Un accent communique des informations sociales sur une personne. Par exemple, l’accent dit beaucoup sur ta provenance géographique. Certains préjugés s’y sont rattachés et on y attribue certaines caractéristiques. Isabelle Violette, sociolinguiste et professeure à l’Université de Moncton, explique ce phénomène ainsi :
«Il s’agit d’une échelle de valeurs sociale. Par exemple, en France, on remarquera que c’est l’accent de Paris qui est considéré meilleur par rapport aux accents du Nord (Lille) et celle des banlieues défavorisées des grandes métropoles. Il s’avère que Paris est la capitale politique et culturelle et que, dans l’histoire de la France, c’est la région qui a été la plus développée et prospère.»

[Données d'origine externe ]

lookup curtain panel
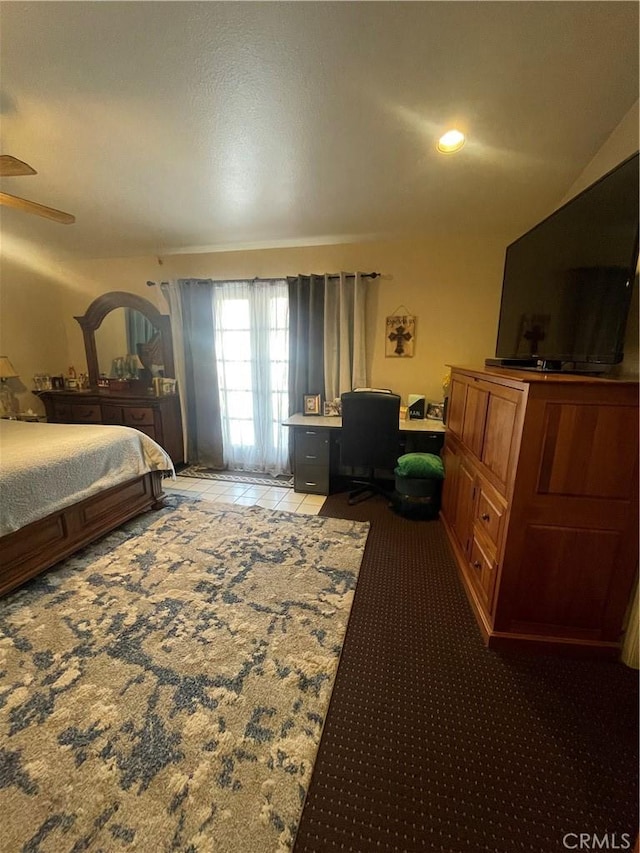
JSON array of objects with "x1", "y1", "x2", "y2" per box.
[
  {"x1": 163, "y1": 279, "x2": 224, "y2": 469},
  {"x1": 287, "y1": 272, "x2": 367, "y2": 414},
  {"x1": 287, "y1": 275, "x2": 326, "y2": 415},
  {"x1": 213, "y1": 279, "x2": 291, "y2": 474},
  {"x1": 324, "y1": 272, "x2": 367, "y2": 400}
]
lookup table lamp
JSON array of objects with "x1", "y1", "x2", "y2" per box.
[{"x1": 0, "y1": 355, "x2": 18, "y2": 415}]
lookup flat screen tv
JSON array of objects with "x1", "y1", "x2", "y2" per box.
[{"x1": 487, "y1": 154, "x2": 639, "y2": 372}]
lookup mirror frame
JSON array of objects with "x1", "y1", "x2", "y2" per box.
[{"x1": 74, "y1": 290, "x2": 175, "y2": 388}]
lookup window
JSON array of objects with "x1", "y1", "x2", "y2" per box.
[{"x1": 213, "y1": 280, "x2": 289, "y2": 474}]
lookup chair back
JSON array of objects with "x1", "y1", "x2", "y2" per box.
[{"x1": 340, "y1": 391, "x2": 400, "y2": 470}]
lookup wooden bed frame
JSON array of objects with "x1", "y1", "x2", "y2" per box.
[{"x1": 0, "y1": 471, "x2": 163, "y2": 595}]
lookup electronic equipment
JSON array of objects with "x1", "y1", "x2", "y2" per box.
[{"x1": 485, "y1": 153, "x2": 639, "y2": 372}]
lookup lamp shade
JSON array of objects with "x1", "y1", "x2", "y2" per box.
[{"x1": 0, "y1": 355, "x2": 18, "y2": 379}]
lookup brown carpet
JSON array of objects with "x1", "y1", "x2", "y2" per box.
[{"x1": 294, "y1": 494, "x2": 638, "y2": 853}]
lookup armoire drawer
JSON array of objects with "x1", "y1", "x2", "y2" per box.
[{"x1": 475, "y1": 481, "x2": 505, "y2": 548}]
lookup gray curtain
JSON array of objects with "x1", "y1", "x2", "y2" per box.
[
  {"x1": 164, "y1": 279, "x2": 224, "y2": 469},
  {"x1": 324, "y1": 272, "x2": 367, "y2": 400},
  {"x1": 124, "y1": 308, "x2": 156, "y2": 355},
  {"x1": 287, "y1": 275, "x2": 326, "y2": 415}
]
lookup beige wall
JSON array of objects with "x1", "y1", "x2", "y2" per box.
[
  {"x1": 0, "y1": 104, "x2": 638, "y2": 411},
  {"x1": 53, "y1": 235, "x2": 504, "y2": 408},
  {"x1": 0, "y1": 257, "x2": 69, "y2": 412}
]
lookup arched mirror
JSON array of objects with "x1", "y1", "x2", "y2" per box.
[{"x1": 75, "y1": 291, "x2": 175, "y2": 389}]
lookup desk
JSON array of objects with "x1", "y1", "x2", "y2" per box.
[{"x1": 282, "y1": 414, "x2": 446, "y2": 495}]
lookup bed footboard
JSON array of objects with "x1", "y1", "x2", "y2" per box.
[{"x1": 0, "y1": 471, "x2": 163, "y2": 595}]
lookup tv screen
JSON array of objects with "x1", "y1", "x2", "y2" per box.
[{"x1": 488, "y1": 154, "x2": 639, "y2": 369}]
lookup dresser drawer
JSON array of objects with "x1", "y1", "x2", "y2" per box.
[
  {"x1": 122, "y1": 406, "x2": 154, "y2": 427},
  {"x1": 293, "y1": 464, "x2": 329, "y2": 495},
  {"x1": 71, "y1": 403, "x2": 102, "y2": 424},
  {"x1": 295, "y1": 428, "x2": 329, "y2": 468},
  {"x1": 53, "y1": 403, "x2": 71, "y2": 424}
]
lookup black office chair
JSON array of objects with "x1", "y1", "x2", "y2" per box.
[{"x1": 340, "y1": 391, "x2": 400, "y2": 504}]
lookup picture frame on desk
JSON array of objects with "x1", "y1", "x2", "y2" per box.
[
  {"x1": 322, "y1": 397, "x2": 342, "y2": 418},
  {"x1": 302, "y1": 394, "x2": 321, "y2": 415},
  {"x1": 425, "y1": 403, "x2": 444, "y2": 421}
]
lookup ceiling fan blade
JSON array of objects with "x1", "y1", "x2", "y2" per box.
[
  {"x1": 0, "y1": 193, "x2": 76, "y2": 225},
  {"x1": 0, "y1": 154, "x2": 38, "y2": 178}
]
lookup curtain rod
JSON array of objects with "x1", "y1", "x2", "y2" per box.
[{"x1": 147, "y1": 272, "x2": 382, "y2": 287}]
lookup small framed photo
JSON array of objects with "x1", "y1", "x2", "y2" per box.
[
  {"x1": 427, "y1": 403, "x2": 444, "y2": 421},
  {"x1": 322, "y1": 397, "x2": 342, "y2": 418},
  {"x1": 303, "y1": 394, "x2": 320, "y2": 415}
]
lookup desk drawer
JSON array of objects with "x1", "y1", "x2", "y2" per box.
[
  {"x1": 122, "y1": 406, "x2": 153, "y2": 427},
  {"x1": 295, "y1": 427, "x2": 329, "y2": 467},
  {"x1": 71, "y1": 403, "x2": 102, "y2": 424},
  {"x1": 293, "y1": 464, "x2": 329, "y2": 495}
]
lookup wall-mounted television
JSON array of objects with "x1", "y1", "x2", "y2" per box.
[{"x1": 486, "y1": 153, "x2": 639, "y2": 372}]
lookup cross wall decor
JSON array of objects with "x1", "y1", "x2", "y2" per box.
[{"x1": 385, "y1": 314, "x2": 416, "y2": 358}]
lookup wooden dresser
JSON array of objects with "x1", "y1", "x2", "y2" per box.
[
  {"x1": 441, "y1": 367, "x2": 638, "y2": 658},
  {"x1": 37, "y1": 391, "x2": 184, "y2": 465}
]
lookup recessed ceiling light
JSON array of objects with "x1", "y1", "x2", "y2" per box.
[{"x1": 438, "y1": 130, "x2": 464, "y2": 154}]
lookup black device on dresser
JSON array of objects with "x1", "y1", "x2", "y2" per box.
[{"x1": 485, "y1": 154, "x2": 639, "y2": 373}]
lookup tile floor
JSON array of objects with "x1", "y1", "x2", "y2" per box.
[{"x1": 162, "y1": 477, "x2": 325, "y2": 515}]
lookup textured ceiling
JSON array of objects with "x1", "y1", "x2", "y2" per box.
[{"x1": 0, "y1": 2, "x2": 638, "y2": 257}]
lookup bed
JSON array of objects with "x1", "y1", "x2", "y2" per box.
[{"x1": 0, "y1": 420, "x2": 175, "y2": 595}]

Cela fait que l’accent parisien est hautement estimé et ça donne une bonne impression.
«Au Canada, on constate également une hiérarchie entre l’accent québécois, jugé supérieur, aux accents des régions francophones hors Québec. Plus on “sonne” québécois, plus on tend à être considéré comme parlant un meilleur français», ajouta-t-elle. Des individus qui ne se trouvent pas dans cette catégorie peuvent être traités différemment ou méprisés en raison des biais du destinataire. En ce cas, ça serait considéré comme de la discrimination linguistique.

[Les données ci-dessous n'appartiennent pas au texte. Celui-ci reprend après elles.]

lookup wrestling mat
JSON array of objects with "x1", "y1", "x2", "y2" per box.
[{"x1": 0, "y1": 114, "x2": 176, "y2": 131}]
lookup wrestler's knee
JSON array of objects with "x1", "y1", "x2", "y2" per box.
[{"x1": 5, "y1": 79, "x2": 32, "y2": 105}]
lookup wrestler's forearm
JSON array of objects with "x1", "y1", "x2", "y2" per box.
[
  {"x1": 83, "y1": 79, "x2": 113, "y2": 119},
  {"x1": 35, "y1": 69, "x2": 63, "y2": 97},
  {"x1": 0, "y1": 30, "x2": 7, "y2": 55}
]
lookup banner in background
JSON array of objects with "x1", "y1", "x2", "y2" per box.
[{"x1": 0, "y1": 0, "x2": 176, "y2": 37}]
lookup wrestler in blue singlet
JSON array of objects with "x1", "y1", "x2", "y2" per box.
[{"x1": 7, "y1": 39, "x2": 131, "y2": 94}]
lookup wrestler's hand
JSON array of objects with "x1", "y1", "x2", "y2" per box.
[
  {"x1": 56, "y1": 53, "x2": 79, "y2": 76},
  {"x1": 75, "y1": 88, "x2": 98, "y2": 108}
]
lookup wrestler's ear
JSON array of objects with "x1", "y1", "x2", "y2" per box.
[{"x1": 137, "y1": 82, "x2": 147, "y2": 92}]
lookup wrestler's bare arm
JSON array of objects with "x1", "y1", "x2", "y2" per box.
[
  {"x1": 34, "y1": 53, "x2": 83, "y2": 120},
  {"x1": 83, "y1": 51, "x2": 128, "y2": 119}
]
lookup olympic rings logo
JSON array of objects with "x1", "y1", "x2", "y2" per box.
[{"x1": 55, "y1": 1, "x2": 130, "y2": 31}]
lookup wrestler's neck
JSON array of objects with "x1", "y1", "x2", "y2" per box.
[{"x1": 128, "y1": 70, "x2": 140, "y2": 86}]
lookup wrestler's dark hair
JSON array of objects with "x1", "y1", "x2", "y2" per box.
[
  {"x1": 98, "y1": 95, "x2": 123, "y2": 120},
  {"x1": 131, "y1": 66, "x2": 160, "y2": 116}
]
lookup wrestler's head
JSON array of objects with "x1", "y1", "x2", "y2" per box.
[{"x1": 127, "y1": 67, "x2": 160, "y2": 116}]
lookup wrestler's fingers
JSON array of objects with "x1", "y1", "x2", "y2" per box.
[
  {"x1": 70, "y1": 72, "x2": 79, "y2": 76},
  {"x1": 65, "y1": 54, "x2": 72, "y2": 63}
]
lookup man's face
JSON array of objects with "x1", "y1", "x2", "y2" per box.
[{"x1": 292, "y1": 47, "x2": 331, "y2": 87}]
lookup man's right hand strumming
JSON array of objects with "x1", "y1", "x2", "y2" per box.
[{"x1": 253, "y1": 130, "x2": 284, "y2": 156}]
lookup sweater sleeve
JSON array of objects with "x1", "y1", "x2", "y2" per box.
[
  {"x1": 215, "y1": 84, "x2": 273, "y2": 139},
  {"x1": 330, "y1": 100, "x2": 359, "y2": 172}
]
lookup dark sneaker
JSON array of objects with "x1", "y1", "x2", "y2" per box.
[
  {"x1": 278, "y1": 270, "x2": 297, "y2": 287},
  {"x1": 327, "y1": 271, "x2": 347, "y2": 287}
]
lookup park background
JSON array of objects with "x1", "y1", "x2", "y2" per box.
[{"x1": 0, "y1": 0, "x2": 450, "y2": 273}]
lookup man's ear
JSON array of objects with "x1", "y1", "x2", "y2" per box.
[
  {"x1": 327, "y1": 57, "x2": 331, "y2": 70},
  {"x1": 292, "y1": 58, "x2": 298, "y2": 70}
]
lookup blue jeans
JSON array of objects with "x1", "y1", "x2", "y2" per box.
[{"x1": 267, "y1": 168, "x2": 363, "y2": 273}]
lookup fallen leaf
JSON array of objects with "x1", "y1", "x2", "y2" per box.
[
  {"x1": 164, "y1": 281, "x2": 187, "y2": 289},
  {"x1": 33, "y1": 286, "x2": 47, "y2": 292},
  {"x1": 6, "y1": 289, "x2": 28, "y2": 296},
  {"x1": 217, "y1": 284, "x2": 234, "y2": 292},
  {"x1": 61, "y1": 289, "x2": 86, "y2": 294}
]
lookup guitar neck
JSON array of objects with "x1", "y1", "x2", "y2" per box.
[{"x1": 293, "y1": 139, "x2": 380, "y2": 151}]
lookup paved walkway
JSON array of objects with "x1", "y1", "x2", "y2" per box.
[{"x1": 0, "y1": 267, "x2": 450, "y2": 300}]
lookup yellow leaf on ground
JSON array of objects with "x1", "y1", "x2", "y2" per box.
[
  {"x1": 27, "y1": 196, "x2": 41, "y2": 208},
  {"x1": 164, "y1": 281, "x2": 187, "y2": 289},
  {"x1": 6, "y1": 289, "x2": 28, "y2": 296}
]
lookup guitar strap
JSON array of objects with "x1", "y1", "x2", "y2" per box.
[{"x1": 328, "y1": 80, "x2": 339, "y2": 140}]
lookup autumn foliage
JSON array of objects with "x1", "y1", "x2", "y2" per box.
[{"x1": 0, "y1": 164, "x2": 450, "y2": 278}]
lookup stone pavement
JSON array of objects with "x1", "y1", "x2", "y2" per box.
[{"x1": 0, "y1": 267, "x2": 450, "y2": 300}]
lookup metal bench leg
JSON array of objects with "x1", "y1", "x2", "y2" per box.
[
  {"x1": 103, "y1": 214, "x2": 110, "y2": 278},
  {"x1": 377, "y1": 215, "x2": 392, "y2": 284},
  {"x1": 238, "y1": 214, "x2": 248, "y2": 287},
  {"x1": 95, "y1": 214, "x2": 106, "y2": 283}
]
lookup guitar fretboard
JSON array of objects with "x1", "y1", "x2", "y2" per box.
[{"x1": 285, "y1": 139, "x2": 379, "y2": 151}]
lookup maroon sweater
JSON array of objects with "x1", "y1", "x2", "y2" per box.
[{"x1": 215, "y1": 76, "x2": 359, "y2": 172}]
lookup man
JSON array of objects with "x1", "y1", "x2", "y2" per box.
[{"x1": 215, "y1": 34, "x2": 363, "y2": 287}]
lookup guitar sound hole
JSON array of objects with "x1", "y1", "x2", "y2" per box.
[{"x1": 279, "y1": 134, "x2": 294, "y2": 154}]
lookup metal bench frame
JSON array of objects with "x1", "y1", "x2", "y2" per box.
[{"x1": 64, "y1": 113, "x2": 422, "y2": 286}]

«C’est un traitement différentiel et injuste d’une personne en raison de la langue qu’elle parle ou ne parle pas, de son accent ou encore de l’usage de certains traits linguistiques», explique Isabelle Violette.
«Il y a des exemples évidents comme refuser d’être embauché pour un emploi. Mais il y a aussi des micro-agressions comme quand un Canadien anglophone ne fait aucun effort pour prononcer correctement un prénom français ou autre», ajoute François Paré, professeur à l’Université de Waterloo. En conséquence, les effets des préjugés négatifs ou la discrimination linguistique sont néfastes.

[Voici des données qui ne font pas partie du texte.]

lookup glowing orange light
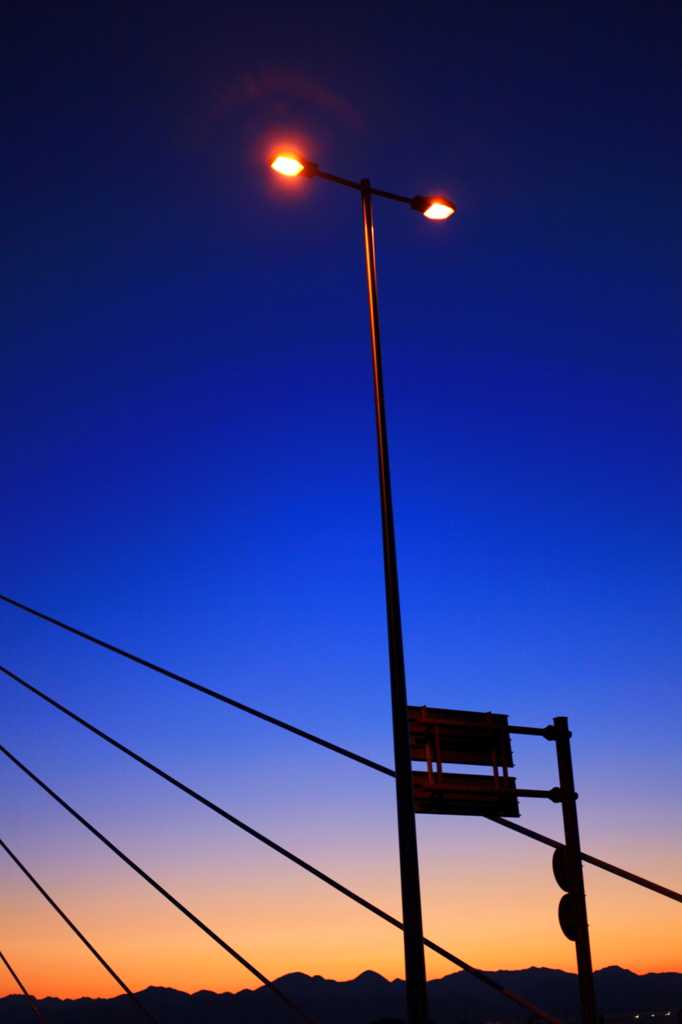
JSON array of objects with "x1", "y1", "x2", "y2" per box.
[
  {"x1": 270, "y1": 153, "x2": 305, "y2": 178},
  {"x1": 424, "y1": 197, "x2": 455, "y2": 220}
]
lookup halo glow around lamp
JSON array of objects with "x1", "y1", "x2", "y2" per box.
[
  {"x1": 424, "y1": 196, "x2": 455, "y2": 220},
  {"x1": 411, "y1": 196, "x2": 457, "y2": 220},
  {"x1": 270, "y1": 150, "x2": 317, "y2": 178},
  {"x1": 270, "y1": 153, "x2": 305, "y2": 178}
]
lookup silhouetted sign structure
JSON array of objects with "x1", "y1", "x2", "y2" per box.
[
  {"x1": 408, "y1": 707, "x2": 598, "y2": 1024},
  {"x1": 408, "y1": 708, "x2": 519, "y2": 818}
]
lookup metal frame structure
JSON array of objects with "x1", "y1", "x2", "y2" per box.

Selon Isabelle Violette, cela mène à «susciter une honte de soi et de son groupe. La langue étant intimement liée à l’identité, des attitudes négatives envers notre accent peuvent entraîner différents comportements : vouloir changer ou dissimuler son accent ou passer à une autre langue dans laquelle la personne ne se sentira pas juger». C’est ce que les experts appellent l’insécurité linguistique.
En réalité, Fatou et Marcus sont parmi les nombreux à développer cette insécurité en raison de leur expérience acérée. Ils ont intériorisé le jugement négatif, ce qui leur a causé de souffrir de cette insécurité. Cela a énormément impacté leur identité.
Enfin et surtout, comment se débarrasser de ce problème de préjugés qui à un profond impact sur plusieurs francophones? La réponse de François Paré est claire. «Par l’éducation. Les accents sont une caractéristique biologique. Presque comme la race. Même si elle essaie fort, une personne ne peut pas généralement changer son accent. Il faut faire la promotion du fait qu’il y a une grande variété de francophones et que tous et toutes sont égaux.» Je me demande si l’individu anonyme penserait maintenant le contraire.
En étant conscients de nos préjugés et en remettant en question des stéréotypes implicites, nous pouvons nous assurer de créer un environnement plus inclusif. Je vous invite à célébrer ce mois de la Francophonie en reconnaissant la diversité des accents, en gardant à l’esprit des gens comme Fatou et Marcus. Vive la Francophonie!